John Boardman (art historian)
Sir John Boardman OBE FBA (/ˈbɔːrdmən/; 20 August 1927 – 23 May 2024) was a British classical archaeologist and art historian of ancient Greek art.[1]
Personal life and education[edit]
Boardman was born in Essex on 20 August 1927.[2] He was educated at Chigwell School (1938–1945); then Magdalene College, Cambridge, where he read Classics beginning in 1945. After completing two years' national service in the Intelligence Corps he spent three years in Greece, from 1952 to 1955, as the Assistant Director of the British School at Athens. He married Sheila Stanford in 1952 (d. 2005), and had two children, Julia and Mark. He died on 23 May 2024, at the age of 96.[3][2]
Career[edit]
On his return to England in 1955, Boardman took up the post of Assistant Keeper at the Ashmolean Museum in Oxford, thus beginning his lifelong affiliation with it. In 1959 he was appointed Reader in Classical Archaeology in the University of Oxford, and in 1963 was appointed a Fellow of Merton College.[4] There he remained until his appointment as Lincoln Professor of Classical Art and Archaeology, a position previously held by John Beazley, and the concomitant Fellowship of Lincoln College in 1978. He was knighted in 1989 and retired in 1994, and was thereafter Emeritus Professor.[5]
Boardman was a Fellow of the British Academy, from which he received the Kenyon Medal in 1995.[6] He was awarded the Onassis Prize for Humanities in 2009. He was an Honorary Fellow of Magdalene College, Cambridge, and of Merton and Lincoln Colleges in Oxford, as well as the holder of many other academic distinctions. He carried out archaeological excavations at many sites, including in Smyrna, Crete, Emporio in Chios and at Tocra in Libya. His voluminous publications focus primarily on the art and architecture of ancient Greece, particularly sculpture, engraved gems and painted vases.

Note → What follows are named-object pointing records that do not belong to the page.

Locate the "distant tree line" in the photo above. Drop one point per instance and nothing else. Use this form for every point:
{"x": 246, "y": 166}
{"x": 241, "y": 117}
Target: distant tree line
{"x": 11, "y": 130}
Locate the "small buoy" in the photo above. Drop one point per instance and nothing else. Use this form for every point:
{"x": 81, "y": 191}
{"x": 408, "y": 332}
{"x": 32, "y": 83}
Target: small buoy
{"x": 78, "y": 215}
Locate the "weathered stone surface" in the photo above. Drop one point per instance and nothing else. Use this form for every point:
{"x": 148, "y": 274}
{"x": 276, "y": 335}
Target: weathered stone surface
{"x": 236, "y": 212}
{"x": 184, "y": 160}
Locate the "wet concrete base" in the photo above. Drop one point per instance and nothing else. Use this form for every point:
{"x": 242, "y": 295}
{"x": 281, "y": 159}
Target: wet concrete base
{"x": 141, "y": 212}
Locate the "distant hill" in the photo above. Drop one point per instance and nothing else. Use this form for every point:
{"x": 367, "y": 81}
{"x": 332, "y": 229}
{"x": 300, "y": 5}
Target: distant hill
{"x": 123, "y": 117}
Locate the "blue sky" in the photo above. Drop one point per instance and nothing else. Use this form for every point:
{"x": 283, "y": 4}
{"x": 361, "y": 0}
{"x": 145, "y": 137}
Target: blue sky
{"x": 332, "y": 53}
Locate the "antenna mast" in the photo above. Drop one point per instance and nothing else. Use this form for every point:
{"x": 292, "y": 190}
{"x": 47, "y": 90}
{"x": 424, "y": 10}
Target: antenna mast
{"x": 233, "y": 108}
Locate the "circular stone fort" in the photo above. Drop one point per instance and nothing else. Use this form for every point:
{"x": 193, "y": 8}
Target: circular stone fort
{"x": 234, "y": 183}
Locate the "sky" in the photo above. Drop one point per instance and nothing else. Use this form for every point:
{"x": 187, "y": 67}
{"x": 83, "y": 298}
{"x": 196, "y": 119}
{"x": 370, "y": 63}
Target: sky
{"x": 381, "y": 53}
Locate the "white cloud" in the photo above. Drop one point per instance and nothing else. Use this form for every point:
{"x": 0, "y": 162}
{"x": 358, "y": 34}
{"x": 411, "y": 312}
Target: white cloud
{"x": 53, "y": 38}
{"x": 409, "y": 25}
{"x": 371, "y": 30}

Boardman wrote the book The Greeks Overseas,[7] on the ancient Greek diaspora throughout the Mediterranean, in which Greek populations from the Aegean region, Greek coastal mainland and Western Turkey settled the coastal regions of Italy, North Africa, southern France, reaching as far as southern Spain. The book has now undergone four editions, as new archaeological research emerges.[8]